Weak Bank Earnings Sends Wall Street Lower
Weaker than expected bank earnings sent indices lower on Friday. Wells Fargo was one of the biggest contributors to the declines, shedding -7.8%. And Wells Fargo, Citigroup and JP Morgan Chase also sold off, despite their earnings beating expectations. The S&P 500 (US500) and Nasdaq 100 (USTEC) declined -0.7% and the Dow Jones Industrial (US30) shed -0.6%. However, it was the small-cap index Russell 2000 which led the sell-off at -1.5% by Friday’s close.
The sell-off also resulted in the USD index trading higher and closing to a 1-month high. Now trading above its 20-day average, the correction high does not appear to be complete. Although traders should be aware that the 50-day average just above Friday’s high at 91.00.
AUD/USD and NZD/USD appear to be topping out, although NZD/USD appears structurally weaker, having closed to 12-day low and trades beneath its 20-day average. AUD/USD is holding above its 20-day average, although a break beneath 0.7667 signals a deeper correction.
The stronger dollar and risk-off tone weighed on precious metals, with silver (XAG/USD) and gold (XAU/USD) falling -3.1% and -1.1% respectively. Currently trading around 1827, gold may find support around its 200-day average at 1818.22. WTI (WTI) and Brent (BRENT) also fell under the pressure to close -2.3% and suggests an overdue correction is underway. Although their daily trend remains structurally bullish.

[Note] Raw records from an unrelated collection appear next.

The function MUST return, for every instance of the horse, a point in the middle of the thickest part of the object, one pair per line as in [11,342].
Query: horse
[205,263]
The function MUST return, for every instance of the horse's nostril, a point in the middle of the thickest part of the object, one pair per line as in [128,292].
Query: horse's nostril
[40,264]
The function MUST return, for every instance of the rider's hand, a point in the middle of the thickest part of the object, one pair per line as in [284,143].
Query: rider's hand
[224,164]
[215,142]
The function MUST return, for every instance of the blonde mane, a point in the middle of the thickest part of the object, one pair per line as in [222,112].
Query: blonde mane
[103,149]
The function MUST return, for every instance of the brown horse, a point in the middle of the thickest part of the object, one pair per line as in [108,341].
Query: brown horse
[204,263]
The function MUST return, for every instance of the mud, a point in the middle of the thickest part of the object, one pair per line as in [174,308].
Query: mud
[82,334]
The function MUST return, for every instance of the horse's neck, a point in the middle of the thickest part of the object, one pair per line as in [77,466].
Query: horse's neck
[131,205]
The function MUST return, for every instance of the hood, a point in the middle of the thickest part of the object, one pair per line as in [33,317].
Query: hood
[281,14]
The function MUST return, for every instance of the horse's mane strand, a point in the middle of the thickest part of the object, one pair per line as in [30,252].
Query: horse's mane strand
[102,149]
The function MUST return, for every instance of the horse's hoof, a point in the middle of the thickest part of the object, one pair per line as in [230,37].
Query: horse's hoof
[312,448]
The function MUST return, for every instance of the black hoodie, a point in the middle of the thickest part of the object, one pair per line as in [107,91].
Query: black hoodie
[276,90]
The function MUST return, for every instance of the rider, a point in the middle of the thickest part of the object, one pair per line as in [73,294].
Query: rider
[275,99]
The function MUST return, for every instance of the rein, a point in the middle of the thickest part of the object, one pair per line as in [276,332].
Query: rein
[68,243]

Today’s Calendar Events (Times are GMT+11 Sydney)
A host of data form China puts AUD pairs and Asian indices into focus for news traders. Weaker than expected GDP and retail sales could weigh further on AUD/USD and AUD/JPY, which are arguably due a correction after their recent rallies.
USD/CHF: Breakout Pending?
USD/CHF is testing a key resistance level in early Asian trade and appears poised for a bullish breakout. Given that it shares a strong, inverted correlation with EUR/USD, and EUR/USD looks ready to extend losses in a stronger USD environment, we think the odds of a bullish breakout appear high.
Furthermore, an inverted head and shoulders pattern has formed. If successful, the pattern projects a target around 9080, although we’d expect strong resistance around 0.9000 initially which makes it a decent interim target.
- A break above the neckline (0.8920) confirms the bullish breakout from the inverted head and shoulders pattern.
- Initial target is around 0.9000 and / or the descending trendline. Whichever comes first.
- A break beneath the right shoulder (RS) invalidates the bullish bias.
EUR/GBP: Probing Key Support
EUR/GBP is probing a key support level around 0.8865, which bears have failed to conquer since May 2020. A small inverted hammer on Friday shows hesitancy for this key level to break, although if we stand back and look at the bigger picture, a larger rounding top pattern appears to be forming. So it begs the question as to whether we’ll see a minor rally from current levels before breaking key support, or simply break lower from here.
It is worth noting that on prior visits to this level, classic candlestick reversal patterns have formed (such as bullish engulfing and morning star reversals). So, this could suggest we are in for a volatile session during the European session, whichever way momentum breaks.
- The near-term bias remains bullish above 0.8865, making it a potential candidate for intraday bulls.
- If a strong bullish candle forms on the daily chart by the close, odds favour a decent bounce from current levels.
- If price break below 0.8865 support then we will switch to a bearish bias. Next major support is all the way down at 0.8628. But this is a volatile pair and could reach that level in a matter of days, if recent volatility is anything to go by.
USD/JPY: Awaiting a Burst of Volatility
Last week we highlighted the significance of the bearish trendline on USD/JPY from the March 2020 high. The bearish engulfing candle (and 2-bar reversal) saw a clear rejection at the trendline to show supply at this level, and prices are now consolidating beneath the 20-day eMA.
Given the bearish structure, the bias is for a burst of bearish volatility. Yet we should also be prepared for a bullish breakout, because if bulls to regain control it would surely trigger large stops above the trendline and produce the more volatile move.
- A break beneath Wednesday’s low assumes bearish continuation and brings the 103 handle and 102.57 low into focus.
- A break above the trendline / and or the 104.40 high confirms a trend reversal. And this scenario could prove to be the more volatile outcome.